Re: The disappearing sys_call_table export.

From: Terje Eggestad (terje.eggestad@scali.com)
Date: Mon May 05 2003 - 06:23:19 EST


On Mon, 2003-05-05 at 12:25, Christoph Hellwig wrote:
> On Mon, May 05, 2003 at 11:33:36AM +0200, Terje Eggestad wrote:
> > 1. performance is everything.
>
> then Linux is the wrong OS for you :)
>

Strangely enough not. You just have to try and stay out of the kernel as
much as possible ;-)

Of course some idiot sold the total-cost-of-ownership thingy of linux to
the customers.

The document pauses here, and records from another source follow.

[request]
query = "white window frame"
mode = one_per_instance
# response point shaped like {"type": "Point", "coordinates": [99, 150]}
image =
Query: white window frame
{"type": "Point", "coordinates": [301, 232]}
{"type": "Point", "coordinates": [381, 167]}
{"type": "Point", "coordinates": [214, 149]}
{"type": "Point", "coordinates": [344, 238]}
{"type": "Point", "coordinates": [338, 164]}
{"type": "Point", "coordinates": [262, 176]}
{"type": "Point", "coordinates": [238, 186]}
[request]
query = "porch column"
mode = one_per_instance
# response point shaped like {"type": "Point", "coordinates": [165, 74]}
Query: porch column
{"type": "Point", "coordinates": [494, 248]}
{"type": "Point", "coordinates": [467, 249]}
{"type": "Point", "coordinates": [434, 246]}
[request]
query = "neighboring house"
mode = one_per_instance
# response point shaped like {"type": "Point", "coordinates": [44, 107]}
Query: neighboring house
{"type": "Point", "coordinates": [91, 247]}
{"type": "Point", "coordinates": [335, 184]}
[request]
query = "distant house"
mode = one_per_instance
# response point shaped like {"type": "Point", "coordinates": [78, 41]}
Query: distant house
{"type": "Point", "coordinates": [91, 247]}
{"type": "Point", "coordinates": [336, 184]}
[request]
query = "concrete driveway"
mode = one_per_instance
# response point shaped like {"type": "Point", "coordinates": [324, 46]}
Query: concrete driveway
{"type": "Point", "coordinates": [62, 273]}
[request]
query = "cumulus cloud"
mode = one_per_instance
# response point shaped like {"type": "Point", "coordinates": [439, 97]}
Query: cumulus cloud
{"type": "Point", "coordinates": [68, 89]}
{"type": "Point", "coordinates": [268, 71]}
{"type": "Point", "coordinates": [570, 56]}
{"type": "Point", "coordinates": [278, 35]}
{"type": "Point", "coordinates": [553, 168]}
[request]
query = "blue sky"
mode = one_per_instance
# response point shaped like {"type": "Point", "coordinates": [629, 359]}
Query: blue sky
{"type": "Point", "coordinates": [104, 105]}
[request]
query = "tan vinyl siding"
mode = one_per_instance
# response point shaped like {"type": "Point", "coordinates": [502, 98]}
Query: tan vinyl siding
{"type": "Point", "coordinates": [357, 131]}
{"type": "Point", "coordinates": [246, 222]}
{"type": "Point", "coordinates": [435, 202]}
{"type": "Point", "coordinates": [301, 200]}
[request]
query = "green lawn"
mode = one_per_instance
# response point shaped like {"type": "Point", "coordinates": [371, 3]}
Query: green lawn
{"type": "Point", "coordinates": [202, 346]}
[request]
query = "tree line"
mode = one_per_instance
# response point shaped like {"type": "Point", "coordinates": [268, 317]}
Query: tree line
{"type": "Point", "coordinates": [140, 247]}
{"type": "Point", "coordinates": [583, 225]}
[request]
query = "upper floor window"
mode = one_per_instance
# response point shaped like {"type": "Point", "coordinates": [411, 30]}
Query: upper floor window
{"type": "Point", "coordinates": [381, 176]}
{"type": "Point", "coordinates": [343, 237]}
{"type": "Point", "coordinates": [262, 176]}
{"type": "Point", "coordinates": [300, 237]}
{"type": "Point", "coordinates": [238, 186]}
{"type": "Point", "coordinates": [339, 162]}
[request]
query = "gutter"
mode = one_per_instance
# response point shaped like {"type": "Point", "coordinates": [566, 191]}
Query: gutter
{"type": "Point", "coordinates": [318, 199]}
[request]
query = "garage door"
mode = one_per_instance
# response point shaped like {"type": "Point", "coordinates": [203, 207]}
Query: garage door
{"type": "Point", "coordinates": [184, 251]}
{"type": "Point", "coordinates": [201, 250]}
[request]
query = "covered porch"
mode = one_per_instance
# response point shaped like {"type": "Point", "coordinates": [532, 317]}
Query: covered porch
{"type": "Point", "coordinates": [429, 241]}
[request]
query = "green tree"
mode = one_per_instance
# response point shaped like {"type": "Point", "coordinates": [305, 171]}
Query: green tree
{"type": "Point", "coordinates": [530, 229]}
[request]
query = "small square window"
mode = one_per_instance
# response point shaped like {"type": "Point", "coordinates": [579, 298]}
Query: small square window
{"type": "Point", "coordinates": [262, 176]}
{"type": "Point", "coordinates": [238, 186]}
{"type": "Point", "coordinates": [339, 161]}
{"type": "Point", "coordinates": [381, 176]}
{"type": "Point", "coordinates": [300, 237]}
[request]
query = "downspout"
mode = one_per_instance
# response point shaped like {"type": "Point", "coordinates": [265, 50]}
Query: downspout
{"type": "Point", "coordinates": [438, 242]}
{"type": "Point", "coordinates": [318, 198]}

What they really need is a OS/360...
  
> > 2. We're making a MPI library, and as such we don't have any control
> > with the application.
>
> I can't remember that the MPI spec tells anything about intercepting
> syscalls..
>

It's says quite a bit about what memory can be used for comm buffers.

> > 3b. the performance loss from copying from a receive area to the
> > userspace buffer is unacceptable.
> > 3c. It's therefore necessary for HW to access user pages.
> > 4. In order to to 3, the user pages must be pinned down.
> > 5. the way MPI is written, it's not using a special malloc() to allocate
> > the send receive buffers. It can't since it would break language binding
> > to fortran. Thus ANY writeable user page may be used.
>
> so use get_user_pages.

Let me clearify: pinning pages are not, repeat not a problem.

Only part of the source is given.